Every day, Anicet Mbida makes us discover an innovation that could well change the way we consume.

This Tuesday, he is interested in an innovation in the medical field, a virtual double to minimize the risks during surgical operations and to test treatments in complete safety.

Innovation in medicine this morning.

To minimize the risks, we will soon have a virtual twin on which we can test treatments before administering them to us in real life.

Tests carried out on a clone, a duplicate of his body.

Not in the flesh, a digital double that lives in a computer simulation.

This offers a lot of advantages because the doctor will be able to try different drugs, different dosages on the virtual body to find exactly the treatment which corresponds and which causes the fewest side effects.

Same thing in surgery.

We will avoid surprises by repeating the operation on the digital twin.

This will also allow all instruments to be programmed more precisely, a critical step in heart or brain surgery.

This is the new trend in medical research: relying on the virtual to provide better care in the real world.

This should give us medicine that is more personalized and, above all, much safer.
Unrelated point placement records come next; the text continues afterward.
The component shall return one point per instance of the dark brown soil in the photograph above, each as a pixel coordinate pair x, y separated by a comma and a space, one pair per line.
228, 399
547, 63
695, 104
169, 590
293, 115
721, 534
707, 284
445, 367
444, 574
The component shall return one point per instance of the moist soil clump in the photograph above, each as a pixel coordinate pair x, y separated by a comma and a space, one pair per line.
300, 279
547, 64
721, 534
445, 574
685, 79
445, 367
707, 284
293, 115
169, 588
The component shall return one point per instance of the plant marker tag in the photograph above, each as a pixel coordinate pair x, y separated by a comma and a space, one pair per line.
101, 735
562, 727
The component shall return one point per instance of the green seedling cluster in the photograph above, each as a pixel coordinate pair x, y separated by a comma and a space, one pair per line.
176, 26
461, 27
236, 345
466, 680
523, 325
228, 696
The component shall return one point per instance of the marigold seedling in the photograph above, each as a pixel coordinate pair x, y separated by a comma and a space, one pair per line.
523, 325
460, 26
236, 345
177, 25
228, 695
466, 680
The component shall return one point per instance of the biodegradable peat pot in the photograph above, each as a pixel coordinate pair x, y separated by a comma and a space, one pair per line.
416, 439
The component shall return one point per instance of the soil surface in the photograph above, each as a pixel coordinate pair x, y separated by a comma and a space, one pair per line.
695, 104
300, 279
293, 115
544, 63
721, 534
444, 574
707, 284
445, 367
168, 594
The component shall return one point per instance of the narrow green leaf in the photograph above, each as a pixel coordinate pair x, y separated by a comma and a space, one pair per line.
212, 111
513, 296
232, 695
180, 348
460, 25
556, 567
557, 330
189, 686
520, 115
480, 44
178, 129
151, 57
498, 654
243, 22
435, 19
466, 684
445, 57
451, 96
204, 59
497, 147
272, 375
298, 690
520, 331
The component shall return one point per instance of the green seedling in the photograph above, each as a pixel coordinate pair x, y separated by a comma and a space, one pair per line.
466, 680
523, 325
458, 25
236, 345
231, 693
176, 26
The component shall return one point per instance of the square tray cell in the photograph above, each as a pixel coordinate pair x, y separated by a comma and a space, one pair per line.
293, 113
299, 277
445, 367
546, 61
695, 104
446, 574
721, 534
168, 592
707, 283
How do we manage to create this virtual twin?

By combining a whole series of examinations by scanner, MRI or radio.

We even go so far as to sequence the DNA to have the most faithful possible representation of everything that is happening in the human body.

It requires phenomenal computing power.

So, unfortunately, we cannot yet model an entire human body.

However, it already works on some organs.

At the Rennes University Hospital, for example, simulation is used to prepare for cardiac operations.

Much is now expected from the work of CompBioMed, a project funded by the European Union, which aims precisely to create virtual duplicates of patients.

A small revolution is brewing in medicine.

And this time, Europe is on the front line.